In the US, Ms Hyslop of the ACTE voiced similar concerns. One selling point of community and technical colleges is that courses are hands-on, and learning is active, not overly theoretical. “Will they want to enrol in a programme if 60 per cent of the learning is delivered online? That’s the fear,” she said.
On the other hand, colleges are expecting an increase in enrolments from laid-off workers looking to retrain, plus those now less willing to travel to a far-off university, she added.
Overall, the extra strain on vocational institutions means that lockdown has likely damaged poorer students’ education the most, said Ms Jeon of the OECD. “It’s true that the more economically and socially vulnerable students go into VET” at a greater rate than they do to more academic courses, she said.
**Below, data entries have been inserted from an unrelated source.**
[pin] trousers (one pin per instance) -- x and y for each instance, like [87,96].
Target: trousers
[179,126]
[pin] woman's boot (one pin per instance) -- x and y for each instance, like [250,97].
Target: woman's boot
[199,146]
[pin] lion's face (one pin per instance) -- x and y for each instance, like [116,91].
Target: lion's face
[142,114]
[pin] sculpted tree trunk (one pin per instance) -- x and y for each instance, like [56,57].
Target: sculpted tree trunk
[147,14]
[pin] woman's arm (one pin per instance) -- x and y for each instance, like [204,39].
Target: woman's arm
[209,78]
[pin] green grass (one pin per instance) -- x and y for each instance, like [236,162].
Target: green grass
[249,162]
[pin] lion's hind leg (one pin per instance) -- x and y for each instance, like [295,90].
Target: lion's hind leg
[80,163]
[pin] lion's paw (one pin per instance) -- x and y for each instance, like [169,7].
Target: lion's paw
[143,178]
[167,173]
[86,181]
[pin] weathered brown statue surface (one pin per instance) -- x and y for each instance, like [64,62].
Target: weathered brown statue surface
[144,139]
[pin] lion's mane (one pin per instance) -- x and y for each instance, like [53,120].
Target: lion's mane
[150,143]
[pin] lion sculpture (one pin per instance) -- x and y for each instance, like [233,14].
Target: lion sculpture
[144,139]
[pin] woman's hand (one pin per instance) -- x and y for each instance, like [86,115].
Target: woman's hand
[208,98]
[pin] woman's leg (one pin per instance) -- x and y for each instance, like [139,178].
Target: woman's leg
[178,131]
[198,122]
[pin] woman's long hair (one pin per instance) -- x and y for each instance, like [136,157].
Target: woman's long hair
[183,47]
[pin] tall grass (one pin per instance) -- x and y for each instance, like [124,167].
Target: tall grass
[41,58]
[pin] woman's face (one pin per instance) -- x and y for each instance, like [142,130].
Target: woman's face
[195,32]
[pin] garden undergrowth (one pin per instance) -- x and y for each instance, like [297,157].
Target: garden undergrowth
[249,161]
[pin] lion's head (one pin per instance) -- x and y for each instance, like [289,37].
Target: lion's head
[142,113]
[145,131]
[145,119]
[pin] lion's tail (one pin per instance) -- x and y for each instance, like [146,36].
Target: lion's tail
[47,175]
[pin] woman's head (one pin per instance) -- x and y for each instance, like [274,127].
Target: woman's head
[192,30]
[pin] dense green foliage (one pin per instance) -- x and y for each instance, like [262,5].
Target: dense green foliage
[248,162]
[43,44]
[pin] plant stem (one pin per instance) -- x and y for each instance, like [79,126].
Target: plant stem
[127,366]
In the US, where and what young people study is linked strongly to family class. Those from the bottom socio-economic fifth (measured by parental income, education and occupation) are more than three times more likely to take a two-year degree, typically in community colleges, than those from the top fifth, the majority of whom attend selective four-year university programmes.
But there are national differences. In countries such as Germany, Denmark and Switzerland, apprenticeships enjoy more prestige than they do in the US, and so are less skewed towards students from poorer, less educated families, said Ms Jeon.
About two-thirds of students at German universities of applied sciences come from the country’s academically focused gymnasium schools, while at traditional universities the proportion is more like 90 per cent, said Professor Müller-Bromley.
In the Netherlands, vocational institutions take only a “slightly” higher percentage of students from families with no experience of university than traditional universities, said Marjolijn Brussaard, a board member of the Dutch Association of Universities of Applied Sciences. There is less of a correlation between Dutch social class and place of study, she said, and added of the lockdown: “I don’t think this has created more inequality.”
The vocational-theoretical divide is only one of the ways the pandemic is likely to have widened higher education inequalities. Students whose parents lost employment have suddenly needed to pitch in to help the family. Cramped housing and old computers will have made online home study harder for some.
And while control of the virus means that vocational universities in Europe hope to reopen more normally come the autumn, the pandemic is still running wild in the US, raising doubts about a physical return.
Colleges lost only about six weeks of teaching in the spring shutdown, said Ms Hyslop, but a more permanent adjustment, if necessary, would be daunting. “It’s going to require a significant amount of careful planning…in order to make this work long term,” she said.